This is an amazing story, and not entirely formulated for your or anyone's rote amusement. Rather, the intent of the book and movie each is to tell a story about the human condition and loss. Your review feels more like your personal reaction and emotional dialect than a movie review. Were you expecting something more digestible? My faith in Stranger movie reviews has declined.
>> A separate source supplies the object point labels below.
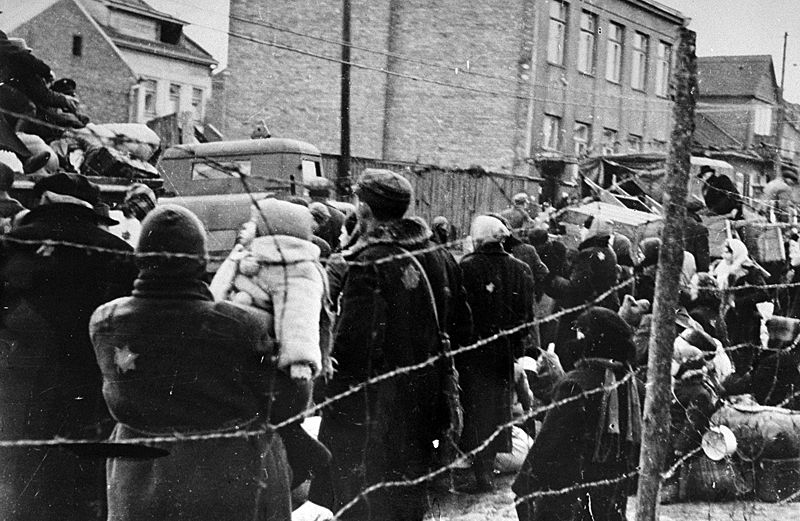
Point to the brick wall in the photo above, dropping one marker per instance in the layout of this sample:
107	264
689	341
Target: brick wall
298	95
103	79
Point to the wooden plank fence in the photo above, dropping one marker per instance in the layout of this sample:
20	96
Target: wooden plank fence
458	194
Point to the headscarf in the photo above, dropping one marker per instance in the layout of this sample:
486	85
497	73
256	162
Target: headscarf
486	228
608	338
740	259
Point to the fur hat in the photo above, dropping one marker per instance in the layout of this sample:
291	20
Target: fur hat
319	187
650	248
782	332
385	192
699	339
597	227
276	217
168	229
632	310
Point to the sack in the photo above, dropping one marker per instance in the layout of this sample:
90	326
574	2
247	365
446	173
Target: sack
703	479
762	431
778	479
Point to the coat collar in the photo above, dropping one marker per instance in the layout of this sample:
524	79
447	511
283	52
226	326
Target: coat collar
406	233
597	241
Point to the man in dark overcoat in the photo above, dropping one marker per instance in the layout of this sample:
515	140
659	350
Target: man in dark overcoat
386	322
49	381
500	293
176	362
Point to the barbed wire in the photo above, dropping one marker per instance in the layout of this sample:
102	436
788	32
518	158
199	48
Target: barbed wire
465	456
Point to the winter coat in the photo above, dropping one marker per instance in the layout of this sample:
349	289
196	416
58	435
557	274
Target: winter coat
50	384
386	322
743	319
175	361
500	295
282	274
332	229
694	402
567	450
594	271
695	241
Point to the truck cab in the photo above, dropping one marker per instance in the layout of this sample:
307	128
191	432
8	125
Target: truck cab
218	181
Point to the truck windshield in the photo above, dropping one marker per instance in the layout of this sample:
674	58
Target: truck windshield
220	169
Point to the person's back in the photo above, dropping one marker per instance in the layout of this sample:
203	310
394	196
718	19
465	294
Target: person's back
50	384
174	361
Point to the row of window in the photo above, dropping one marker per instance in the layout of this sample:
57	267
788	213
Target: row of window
587	49
582	139
150	93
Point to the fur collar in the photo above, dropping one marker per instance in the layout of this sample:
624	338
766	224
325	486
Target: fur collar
410	234
598	241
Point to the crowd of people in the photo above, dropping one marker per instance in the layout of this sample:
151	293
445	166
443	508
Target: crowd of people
188	390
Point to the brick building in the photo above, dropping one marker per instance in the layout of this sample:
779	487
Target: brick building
131	62
500	84
738	118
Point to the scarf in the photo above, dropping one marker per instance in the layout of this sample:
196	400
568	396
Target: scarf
608	432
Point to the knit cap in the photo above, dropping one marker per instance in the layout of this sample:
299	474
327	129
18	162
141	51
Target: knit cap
276	217
384	191
169	229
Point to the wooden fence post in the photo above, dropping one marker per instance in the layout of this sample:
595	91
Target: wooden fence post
655	438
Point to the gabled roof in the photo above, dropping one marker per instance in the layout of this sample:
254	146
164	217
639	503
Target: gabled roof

@2 This is one of the better Stranger film reviews I have read in awhile...out side of Paul Constant's (even though I think he and I watch different movies). This review comments on acting, direction, editing, writing, and even the differences between the book and the movie all within three paragraphs. This review also actually comments on the movie (unlike some OTHER writers...*ahem*Mudede*ahem*) and not on some old Marxist text that is unrelated to a review but more a propos of a non-sensical book of how the world functions...nor is it just a series of snarky comments that barely is even about the movie (like Lindy on her bad days).
I thought the book was an exercise in intellectual masturbation by an author who apparently decided he'd follow up his brilliant and inventive debut with a mountain of lazy, trite nonsense. How many ways can we make this story an overwrought cluster f-ck of despair from whence hope shall, of course, spring eternal? Well there should be an orphaned boy right from the start, and he should have Aspergers, and his Brilliant and Perfect Father should die on 9/11, and the grandparents should be Holocaust survivors, and if you haven't cried yourself to death yet maybe you'll go see the movie too. Luckily I can pass, thanks to this review.
Fuck this fucking movie in the asshole. After five minutes, I wished the whole fucking family would have died in the towers, or even better, been hacked to death by a murdererous purveyor of theatrical justice. If the Holocaust could've prevented this type of Jewish nonsense, it would have been well worth it.